Patrick (I'd talk to ya on MSN but someone changed the pw on my account - getting it sorted out)


----------



## JustinIverson (2 Mar 2005)

well thanks agian man i really do hope the waiting was well worth and to see ya in the feild sometime would be quite fun in itself.

Someone changed my password on my Infantry_Soldier_04@hotmail.com account which totally pisses me off i wanna hopefully have some people read this that are on my course you know but no bites yet lol 

Hope to hear from ya soon man. 
Justin,


----------



## INGm (2 Mar 2005)

Hey Justin.  Congratulations on getting the call, guess you got lucky eh.  When I seen this post, I called my recruiter right away and asked him why am I waiting so long and some people are getting in right away, and the man just told me the fiscal year is april and that's when they start calling.  Pretty weird in my opinion.  Well, hope you get your msn back so we can chat more. And good luck with your career.


----------



## JustinIverson (2 Mar 2005)

yea man its kinda weird how i only been waiting about 4 months and im in i guess im a good canidate for the job but i thought i was average and about msn i hope so lol.. But ya hopefuly ur on my course if your going or the same thing that is and by the way i have yahoo and its working its JustinIverson2002 if ya wanna chat more


----------



## patrick666 (2 Mar 2005)

That is so strange, Justin. My account had been hacked into and the password was changed as well. 

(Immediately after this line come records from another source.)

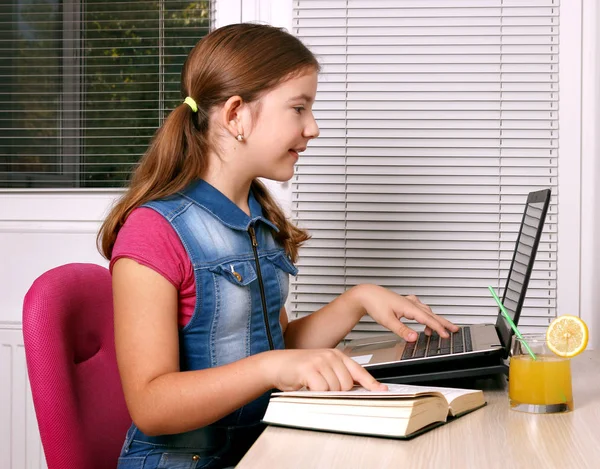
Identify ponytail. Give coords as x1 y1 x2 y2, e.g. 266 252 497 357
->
97 23 319 261
97 104 208 259
251 179 310 262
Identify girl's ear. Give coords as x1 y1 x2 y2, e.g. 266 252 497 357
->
219 96 251 138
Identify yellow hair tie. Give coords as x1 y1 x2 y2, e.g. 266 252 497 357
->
183 96 198 112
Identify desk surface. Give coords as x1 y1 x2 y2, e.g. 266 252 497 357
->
237 351 600 469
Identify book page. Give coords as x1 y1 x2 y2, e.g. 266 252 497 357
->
273 383 481 403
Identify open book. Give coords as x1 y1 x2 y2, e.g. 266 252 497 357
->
263 384 486 438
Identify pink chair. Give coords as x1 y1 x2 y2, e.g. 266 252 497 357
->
23 264 131 469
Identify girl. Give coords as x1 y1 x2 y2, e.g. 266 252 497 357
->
99 24 457 469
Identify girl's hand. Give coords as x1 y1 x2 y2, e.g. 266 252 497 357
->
354 284 459 342
265 349 387 391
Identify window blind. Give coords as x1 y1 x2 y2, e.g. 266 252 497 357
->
289 0 559 337
0 0 214 187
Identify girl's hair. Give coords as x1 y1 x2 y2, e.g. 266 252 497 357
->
98 23 319 261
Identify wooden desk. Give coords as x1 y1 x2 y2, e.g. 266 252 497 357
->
237 351 600 469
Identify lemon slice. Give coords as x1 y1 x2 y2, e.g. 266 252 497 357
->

Go to MSN.ca and go to the technical support and fill out them with the heading option of "There's a problem with my .NET passport account" and explain that someone has changed your password. They will email you back asking a bunch of questions to make sure it is truly your account like when you registered, your full name, location, specific folders, etc... It took only a day or two to fix for me..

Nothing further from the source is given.